Columbia was the surprise of the first two weeks, playing DePaul close and then nabbing home wins against Longwood and Bucknell. But reality has set in rather coldly, as the Lions expectedly were destroyed at Syracuse and then unexpectedly lost to Sacred Heart on the road. With a bunch of winnable games to close out the non-conference slate, it would be surprising if Columbia didn’t finish above .500 out of conference, but for now, the Sacred Heart loss sinks them toward the bottom of the list.
Brown probably deserves better than this fate, but it went 1-2 this week with a non-D-I win, a fatal failure to field a team for 210 seconds in the first half against Siena, and an epic collapse at home against a struggling Holy Cross squad. With Minnesota and Providence on the docket before a three-week break, the Bears have two more chances to make an early-season impression.
Music City Bowl (No. 4 Yale (6) vs. No. 3 Princeton (5))
Sure it’s the only game on television its night and it’s a day later in the bowl season than the Meineke, but it involves the same caliber of team from the ACC and anywhere from the fourth to tenth best team in the SEC. In other words, it’d be hard to say these teams are any better than Columbia and Brown above.

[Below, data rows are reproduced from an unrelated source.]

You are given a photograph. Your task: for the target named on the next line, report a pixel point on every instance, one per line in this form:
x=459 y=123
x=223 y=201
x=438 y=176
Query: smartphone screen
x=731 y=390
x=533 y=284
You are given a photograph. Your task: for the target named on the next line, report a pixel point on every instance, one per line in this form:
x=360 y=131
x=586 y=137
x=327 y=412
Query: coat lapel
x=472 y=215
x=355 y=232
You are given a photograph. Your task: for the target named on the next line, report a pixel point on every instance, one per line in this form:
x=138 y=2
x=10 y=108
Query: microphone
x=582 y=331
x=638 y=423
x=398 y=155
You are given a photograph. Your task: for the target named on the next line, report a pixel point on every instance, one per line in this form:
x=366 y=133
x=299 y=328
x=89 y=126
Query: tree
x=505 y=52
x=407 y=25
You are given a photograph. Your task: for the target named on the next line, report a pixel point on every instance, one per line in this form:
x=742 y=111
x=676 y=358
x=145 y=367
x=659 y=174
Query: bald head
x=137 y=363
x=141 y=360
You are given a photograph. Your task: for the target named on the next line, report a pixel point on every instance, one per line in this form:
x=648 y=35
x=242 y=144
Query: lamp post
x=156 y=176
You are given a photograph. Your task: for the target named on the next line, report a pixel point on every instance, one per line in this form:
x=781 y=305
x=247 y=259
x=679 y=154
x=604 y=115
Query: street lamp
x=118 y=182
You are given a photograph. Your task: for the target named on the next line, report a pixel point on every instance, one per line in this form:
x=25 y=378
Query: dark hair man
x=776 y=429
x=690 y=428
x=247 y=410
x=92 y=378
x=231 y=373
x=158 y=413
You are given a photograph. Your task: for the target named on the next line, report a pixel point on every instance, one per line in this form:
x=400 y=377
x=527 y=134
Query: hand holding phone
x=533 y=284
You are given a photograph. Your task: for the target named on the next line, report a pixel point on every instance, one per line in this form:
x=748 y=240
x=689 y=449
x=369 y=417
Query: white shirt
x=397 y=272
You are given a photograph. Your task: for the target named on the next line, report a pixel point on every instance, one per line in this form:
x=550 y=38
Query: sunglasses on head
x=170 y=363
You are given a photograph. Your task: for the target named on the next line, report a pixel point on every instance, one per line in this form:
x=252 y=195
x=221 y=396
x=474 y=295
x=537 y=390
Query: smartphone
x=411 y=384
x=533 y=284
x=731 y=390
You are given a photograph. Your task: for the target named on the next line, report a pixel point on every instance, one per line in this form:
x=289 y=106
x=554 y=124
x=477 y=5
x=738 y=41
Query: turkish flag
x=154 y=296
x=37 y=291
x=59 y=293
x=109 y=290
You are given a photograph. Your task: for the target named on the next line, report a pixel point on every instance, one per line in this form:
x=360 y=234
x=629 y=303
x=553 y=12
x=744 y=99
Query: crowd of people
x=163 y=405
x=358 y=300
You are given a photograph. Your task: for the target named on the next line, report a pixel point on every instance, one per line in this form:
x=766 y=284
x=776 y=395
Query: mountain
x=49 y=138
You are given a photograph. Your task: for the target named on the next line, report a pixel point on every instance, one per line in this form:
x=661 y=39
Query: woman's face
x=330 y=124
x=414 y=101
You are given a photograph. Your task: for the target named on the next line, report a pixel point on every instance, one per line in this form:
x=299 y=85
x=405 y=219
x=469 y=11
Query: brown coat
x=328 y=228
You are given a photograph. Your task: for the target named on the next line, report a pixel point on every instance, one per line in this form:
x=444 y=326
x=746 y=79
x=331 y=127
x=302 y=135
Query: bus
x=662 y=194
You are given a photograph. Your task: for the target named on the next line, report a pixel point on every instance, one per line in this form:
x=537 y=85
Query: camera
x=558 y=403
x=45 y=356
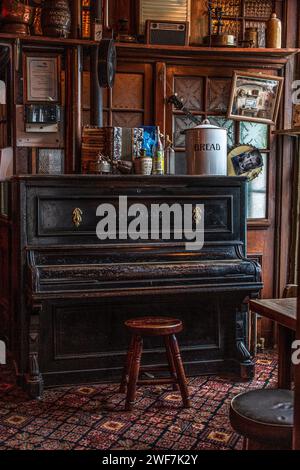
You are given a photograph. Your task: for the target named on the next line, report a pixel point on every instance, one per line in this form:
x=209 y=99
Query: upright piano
x=66 y=293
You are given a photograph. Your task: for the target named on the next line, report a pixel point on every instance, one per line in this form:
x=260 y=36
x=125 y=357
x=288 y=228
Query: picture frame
x=255 y=97
x=50 y=161
x=42 y=78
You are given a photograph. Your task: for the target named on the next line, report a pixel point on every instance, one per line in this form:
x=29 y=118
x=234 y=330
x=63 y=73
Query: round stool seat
x=154 y=326
x=264 y=416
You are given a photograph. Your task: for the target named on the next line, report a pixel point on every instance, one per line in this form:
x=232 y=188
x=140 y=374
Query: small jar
x=251 y=37
x=274 y=33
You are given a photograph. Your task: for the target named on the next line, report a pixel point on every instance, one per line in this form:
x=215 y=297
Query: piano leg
x=34 y=379
x=247 y=366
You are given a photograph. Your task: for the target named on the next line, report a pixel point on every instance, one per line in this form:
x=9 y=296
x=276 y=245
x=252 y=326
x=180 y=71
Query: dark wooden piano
x=67 y=293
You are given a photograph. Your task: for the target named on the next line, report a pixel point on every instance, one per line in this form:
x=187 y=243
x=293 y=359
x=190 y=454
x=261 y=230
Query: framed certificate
x=41 y=78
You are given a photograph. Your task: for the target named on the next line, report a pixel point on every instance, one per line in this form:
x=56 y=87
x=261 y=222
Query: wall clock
x=107 y=63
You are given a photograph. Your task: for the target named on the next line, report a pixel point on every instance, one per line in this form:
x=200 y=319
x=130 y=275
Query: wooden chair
x=156 y=326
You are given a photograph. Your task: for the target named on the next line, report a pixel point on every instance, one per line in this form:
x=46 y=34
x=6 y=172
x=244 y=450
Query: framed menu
x=41 y=78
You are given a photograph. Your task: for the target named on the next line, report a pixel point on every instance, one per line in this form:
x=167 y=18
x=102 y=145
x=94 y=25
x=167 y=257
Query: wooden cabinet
x=203 y=80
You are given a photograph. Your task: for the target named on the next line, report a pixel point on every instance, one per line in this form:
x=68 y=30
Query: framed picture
x=50 y=161
x=255 y=97
x=41 y=78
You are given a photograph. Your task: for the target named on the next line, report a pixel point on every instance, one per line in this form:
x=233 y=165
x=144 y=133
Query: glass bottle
x=274 y=32
x=159 y=156
x=169 y=157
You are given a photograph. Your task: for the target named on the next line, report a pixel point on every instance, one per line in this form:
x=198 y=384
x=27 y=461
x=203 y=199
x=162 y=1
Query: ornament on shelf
x=56 y=18
x=15 y=17
x=274 y=32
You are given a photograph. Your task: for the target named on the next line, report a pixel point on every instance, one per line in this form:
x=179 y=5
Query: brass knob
x=77 y=217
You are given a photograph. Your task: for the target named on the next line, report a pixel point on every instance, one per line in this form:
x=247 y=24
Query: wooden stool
x=167 y=328
x=264 y=418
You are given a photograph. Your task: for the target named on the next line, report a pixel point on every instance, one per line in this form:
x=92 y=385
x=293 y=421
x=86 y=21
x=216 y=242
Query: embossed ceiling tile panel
x=257 y=194
x=218 y=94
x=180 y=124
x=190 y=90
x=226 y=124
x=128 y=91
x=259 y=8
x=253 y=133
x=127 y=119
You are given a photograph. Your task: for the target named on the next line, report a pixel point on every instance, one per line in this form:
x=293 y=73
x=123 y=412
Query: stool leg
x=182 y=382
x=171 y=362
x=126 y=369
x=134 y=373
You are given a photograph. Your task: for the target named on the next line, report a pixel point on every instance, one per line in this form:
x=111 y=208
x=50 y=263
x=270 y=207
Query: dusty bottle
x=274 y=32
x=169 y=157
x=158 y=157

The Bulldogs have only scored a total of two points in the first five minutes of their last two games. Against Hartford, Yale survived by playing tough defense and getting just enough out of Alex Zampier to lead the team to victory. At West Point, the Bulldogs compounded their problem by failing to score a point during a seven-plus minute stretch in the second half as Army pushed a 10-point lead to 19. Yale badly needs to beat Vermont and Bryant at home next week, as road dates at Providence, Colorado and Colorado State await after the exam break.

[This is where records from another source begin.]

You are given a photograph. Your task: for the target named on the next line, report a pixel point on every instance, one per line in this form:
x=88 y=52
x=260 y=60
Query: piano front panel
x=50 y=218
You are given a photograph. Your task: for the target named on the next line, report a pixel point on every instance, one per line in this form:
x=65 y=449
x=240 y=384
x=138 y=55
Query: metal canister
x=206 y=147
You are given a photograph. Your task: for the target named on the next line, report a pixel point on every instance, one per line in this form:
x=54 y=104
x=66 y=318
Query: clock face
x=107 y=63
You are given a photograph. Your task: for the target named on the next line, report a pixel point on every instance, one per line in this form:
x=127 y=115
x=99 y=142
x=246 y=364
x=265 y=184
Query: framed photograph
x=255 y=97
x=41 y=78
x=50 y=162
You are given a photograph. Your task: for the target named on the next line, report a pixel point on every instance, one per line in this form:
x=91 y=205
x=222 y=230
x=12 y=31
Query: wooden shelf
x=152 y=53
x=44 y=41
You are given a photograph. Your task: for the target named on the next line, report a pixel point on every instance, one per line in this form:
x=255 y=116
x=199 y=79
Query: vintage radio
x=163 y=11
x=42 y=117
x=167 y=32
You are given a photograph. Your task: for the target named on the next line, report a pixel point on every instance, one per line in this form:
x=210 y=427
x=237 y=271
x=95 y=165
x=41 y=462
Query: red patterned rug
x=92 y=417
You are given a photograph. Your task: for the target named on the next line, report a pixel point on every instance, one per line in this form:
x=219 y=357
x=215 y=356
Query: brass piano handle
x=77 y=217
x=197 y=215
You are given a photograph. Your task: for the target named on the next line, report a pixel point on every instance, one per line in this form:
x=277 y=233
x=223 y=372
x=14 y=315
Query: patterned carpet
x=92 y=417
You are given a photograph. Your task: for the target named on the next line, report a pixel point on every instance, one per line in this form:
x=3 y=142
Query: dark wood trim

Princeton has played only top 200 teams to this point but gets a break starting tonight at Rutgers, facing six straight teams ranked outside the Pomeroy top 250. The Tigers have shot horribly from three, can’t get to the line, turn the ball over too much and don’t grab offensive boards. It’s astonishing that they’ve been able to scratch out a 2-3 record against the nation’s 45th most difficult schedule to date despite playing so poorly.
BCS Championship Game (No. 2 Cornell (1) vs. No. 1 Harvard (3))
Unlike the normal BCS title bout, only the ordering of the two teams involved is controversial in this one. Cornell is coming off a 4-0 week in which it defeated a bad Toledo team and three intriguing mid-majors in two neutral and two road contests. The Big Red’s fourth game in six nights, however, showed off tired legs as Cornell struggled to put together the stops necessary to escape Lewisburg with a victory.
The Big Red has three more intriguing mid-majors and a potential BCS opponent (St. John’s or Hofstra for day two of the MSG Holiday Festival) in the next three-plus weeks, so it should have ample opportunity to reclaim the league’s pole position.
It’s fitting that the Crimson climbs to number one this week given that both the top spot and its upcoming schedule offer nowhere to go but down. The road win over Boston University and the impressive shellacking of Rice once again have the pundits suckered into buying a Harvard team that has historically overachieved in non-conference play and disastrously underachieved within the league.
Harvard’s next four Division I games are against top 100 opponents, starting this Sunday in Storrs against Connecticut. Even if the Crimson plays pretty well in those games, it could still be stuck on six Division I wins into the new year, as it will be a sizeable underdog against the Huskies, Boston College and Georgetown and at best even with George Washington at home to end the calendar year.
Harvard is a very talented team, and it is a very confident one as well right now. But it will be interesting to see how the players respond to the adversity that will inevitably accompany playing three BCS schools in as many games.